Gladiatorial Entrance To The Ryder Cup

There aren’t too many original articles kicking around in the lead up to the 2014 Ryder Cup. There’s the usual features on ‘The Holes Where The Ryder Cup Will Be Won And Lost’, ‘Likely Pairings’, ‘Team Profiles’ and ‘A Look Back At The 2012 Ryder Cup’ for the umpteenth time.  In fairness, if you’re a keen golfer you won’t need much to get you excited for the Ryder Cup matches anyway, but it would make a pleasant change to find something a little more inspiring.

I don’t admit to having the answers, but I can at least share something with you that hasn’t already been told and retold ad nauseam.

Back in May I had the fortune of attending the BMW PGA Championships at Wentworth and listening to Paul McGinley answer questions from a small gathering of people over lunch.  Away from the cameras I felt he was prepared to disclose a few things he might have had reservations about telling the world.  As an example, while he was understandably guarded when it came to his wildcards and other sensitive issues, McGinley did reveal plans for what in recent years has become something of a Ryder Cup highlight – the walk to the first tee.

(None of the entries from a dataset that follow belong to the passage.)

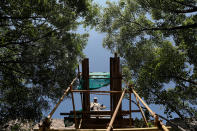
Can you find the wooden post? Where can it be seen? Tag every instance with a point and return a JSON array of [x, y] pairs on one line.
[[62, 98], [142, 112], [116, 111], [130, 117], [115, 83], [73, 102], [85, 78]]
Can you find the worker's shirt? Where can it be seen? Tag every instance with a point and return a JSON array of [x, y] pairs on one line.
[[96, 106]]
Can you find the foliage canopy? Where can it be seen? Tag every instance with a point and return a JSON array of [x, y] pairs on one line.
[[157, 41]]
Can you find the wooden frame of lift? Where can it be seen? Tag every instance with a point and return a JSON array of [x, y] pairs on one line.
[[115, 112]]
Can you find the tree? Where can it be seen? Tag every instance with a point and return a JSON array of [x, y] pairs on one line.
[[157, 42], [39, 52]]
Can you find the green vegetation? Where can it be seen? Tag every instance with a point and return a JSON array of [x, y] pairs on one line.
[[39, 52], [157, 41]]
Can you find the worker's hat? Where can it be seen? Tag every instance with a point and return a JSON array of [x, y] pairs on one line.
[[95, 98]]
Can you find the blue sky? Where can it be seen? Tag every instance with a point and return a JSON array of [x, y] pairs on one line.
[[98, 62]]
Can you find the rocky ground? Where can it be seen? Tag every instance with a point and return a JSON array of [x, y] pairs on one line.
[[29, 126]]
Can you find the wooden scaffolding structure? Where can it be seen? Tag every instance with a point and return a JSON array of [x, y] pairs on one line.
[[115, 120]]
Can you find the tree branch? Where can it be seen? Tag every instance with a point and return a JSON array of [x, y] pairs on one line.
[[172, 28]]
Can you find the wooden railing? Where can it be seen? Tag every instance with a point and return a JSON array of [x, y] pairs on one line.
[[46, 121]]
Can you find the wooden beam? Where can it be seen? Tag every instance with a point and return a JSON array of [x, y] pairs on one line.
[[94, 91], [152, 113], [116, 129], [147, 107], [116, 111], [99, 112]]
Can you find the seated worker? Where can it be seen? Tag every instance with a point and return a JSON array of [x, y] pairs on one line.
[[95, 106]]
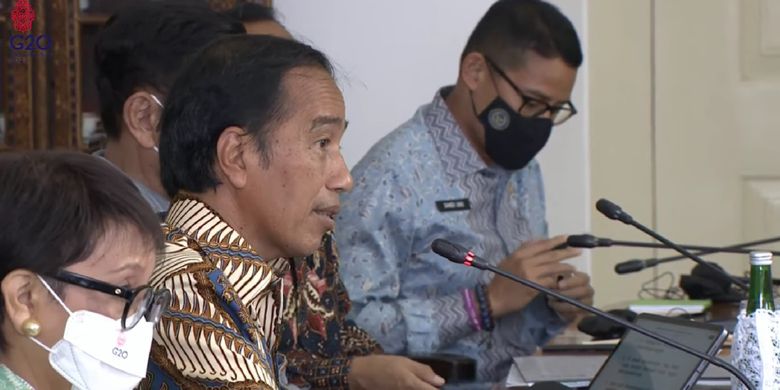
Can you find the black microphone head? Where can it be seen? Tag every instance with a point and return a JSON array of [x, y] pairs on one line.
[[630, 266], [450, 251], [582, 241], [612, 211]]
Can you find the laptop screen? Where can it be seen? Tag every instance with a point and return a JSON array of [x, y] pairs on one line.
[[641, 363]]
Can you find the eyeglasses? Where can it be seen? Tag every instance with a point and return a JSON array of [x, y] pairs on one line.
[[532, 107], [142, 302]]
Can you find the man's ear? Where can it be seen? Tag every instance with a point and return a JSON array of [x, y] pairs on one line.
[[141, 115], [473, 69], [232, 157], [22, 292]]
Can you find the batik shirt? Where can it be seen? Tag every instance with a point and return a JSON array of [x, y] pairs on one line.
[[226, 304], [421, 182], [316, 337]]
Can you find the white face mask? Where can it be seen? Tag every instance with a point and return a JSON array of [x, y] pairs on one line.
[[156, 100], [95, 353]]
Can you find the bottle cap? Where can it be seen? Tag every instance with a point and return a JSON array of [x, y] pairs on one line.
[[760, 258]]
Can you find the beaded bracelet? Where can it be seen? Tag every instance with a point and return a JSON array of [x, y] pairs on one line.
[[484, 308], [468, 302]]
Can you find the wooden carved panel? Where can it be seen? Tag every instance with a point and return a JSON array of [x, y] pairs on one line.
[[64, 86], [17, 90]]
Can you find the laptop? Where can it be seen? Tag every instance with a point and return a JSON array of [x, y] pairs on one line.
[[637, 362]]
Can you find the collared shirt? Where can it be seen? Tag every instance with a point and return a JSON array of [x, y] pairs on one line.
[[219, 329], [317, 339], [403, 294]]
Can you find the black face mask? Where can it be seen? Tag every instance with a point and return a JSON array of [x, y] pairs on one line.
[[512, 140]]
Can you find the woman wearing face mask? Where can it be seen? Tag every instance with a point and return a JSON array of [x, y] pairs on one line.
[[77, 249]]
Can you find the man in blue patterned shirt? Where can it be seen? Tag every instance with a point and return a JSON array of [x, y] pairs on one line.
[[463, 169]]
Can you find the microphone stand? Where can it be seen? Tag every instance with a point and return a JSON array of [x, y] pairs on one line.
[[589, 241], [654, 261], [472, 260], [613, 211]]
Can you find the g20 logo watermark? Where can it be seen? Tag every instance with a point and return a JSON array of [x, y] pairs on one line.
[[30, 42], [24, 44]]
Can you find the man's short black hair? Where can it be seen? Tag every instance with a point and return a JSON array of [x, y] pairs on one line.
[[145, 46], [252, 12], [57, 206], [512, 27], [235, 81]]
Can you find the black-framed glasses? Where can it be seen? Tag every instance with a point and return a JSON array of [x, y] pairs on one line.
[[533, 107], [142, 302]]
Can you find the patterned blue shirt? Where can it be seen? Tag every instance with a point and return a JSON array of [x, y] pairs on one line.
[[403, 294]]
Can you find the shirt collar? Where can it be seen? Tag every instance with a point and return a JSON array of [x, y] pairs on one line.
[[455, 151], [198, 221]]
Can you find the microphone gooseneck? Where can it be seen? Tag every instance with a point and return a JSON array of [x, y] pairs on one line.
[[624, 267], [613, 211], [458, 254]]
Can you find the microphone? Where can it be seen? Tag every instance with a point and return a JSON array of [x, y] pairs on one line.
[[458, 254], [589, 241], [635, 265], [613, 211]]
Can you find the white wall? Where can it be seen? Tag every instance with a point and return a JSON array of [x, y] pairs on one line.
[[392, 56]]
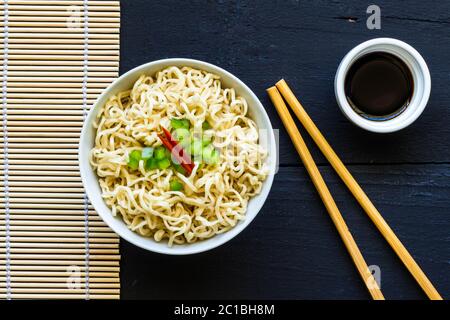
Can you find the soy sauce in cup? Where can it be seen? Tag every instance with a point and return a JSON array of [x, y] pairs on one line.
[[379, 86]]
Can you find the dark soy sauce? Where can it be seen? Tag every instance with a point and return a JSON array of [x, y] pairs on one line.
[[379, 86]]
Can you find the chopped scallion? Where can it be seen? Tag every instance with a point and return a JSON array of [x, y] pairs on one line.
[[163, 163], [176, 185]]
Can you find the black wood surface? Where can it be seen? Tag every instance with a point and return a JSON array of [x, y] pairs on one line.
[[292, 250]]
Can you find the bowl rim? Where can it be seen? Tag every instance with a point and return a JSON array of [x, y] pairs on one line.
[[110, 220]]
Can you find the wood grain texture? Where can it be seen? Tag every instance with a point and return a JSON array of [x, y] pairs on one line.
[[292, 249]]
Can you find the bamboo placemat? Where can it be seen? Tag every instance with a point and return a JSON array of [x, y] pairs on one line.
[[57, 56]]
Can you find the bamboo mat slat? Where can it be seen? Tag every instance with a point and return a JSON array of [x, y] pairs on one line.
[[56, 57]]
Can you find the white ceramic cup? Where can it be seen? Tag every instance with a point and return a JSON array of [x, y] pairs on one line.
[[419, 71]]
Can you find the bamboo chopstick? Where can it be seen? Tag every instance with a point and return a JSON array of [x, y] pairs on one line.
[[357, 192], [325, 195]]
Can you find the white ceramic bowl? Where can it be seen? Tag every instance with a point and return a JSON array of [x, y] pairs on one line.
[[90, 179], [421, 77]]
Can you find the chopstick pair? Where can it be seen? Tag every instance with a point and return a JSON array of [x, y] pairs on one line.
[[300, 145]]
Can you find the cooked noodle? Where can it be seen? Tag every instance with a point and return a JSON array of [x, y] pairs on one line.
[[215, 197]]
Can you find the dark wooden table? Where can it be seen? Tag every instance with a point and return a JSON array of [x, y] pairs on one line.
[[292, 250]]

Not many years ago the first tee gallery was a smattering of fans politely applauding players en route to the course.  Since, I’d say, The K Club in 2006, this has been ratcheted up to a near deafening effort to gain an early advantage.  This is as visceral and vocal as golf gets and McGinley knows the value of a patriotic home crowd (whether or not Scotland is still part of the UK by then?!).

Gleneagles this year is set to take it up yet another notch. As in recent years, the first tee will be surrounded by a horse shoe grandstand that seats a couple of thousand spectators and guarantees the stomach-churning, hair-on-end atmosphere  McGinley is looking for.  Alongside that cauldron, however, is the introduction of a covered walkway from the hotel to the first tee. Lined with images of past Ryder Cup heroics, flashing lights, and a number of TV cameras to capture the moment, this new entrance is more akin to the tunnel at a football stadium or even the entrance to a gladiatorial arena. Live pictures will be beamed on to a giant screen set to the side of the first tee, so as the crowds wait patiently for the players to appear, they’ll be able to see them get closer and increase the volume levels with every step of the walk. The crescendo of noise as the players appear on the tee will surely be unprecedented.

I don’t envy the pressure that accompanies that kind of welcome, but picturing the scenes for those Friday morning fourballs certainly gets me excited about what’s to follow.  And for me it’s the little insights like that that set my pulse racing, not the regurgitated articles and TV repeats.  It’s just a shame we don’t hear more of them.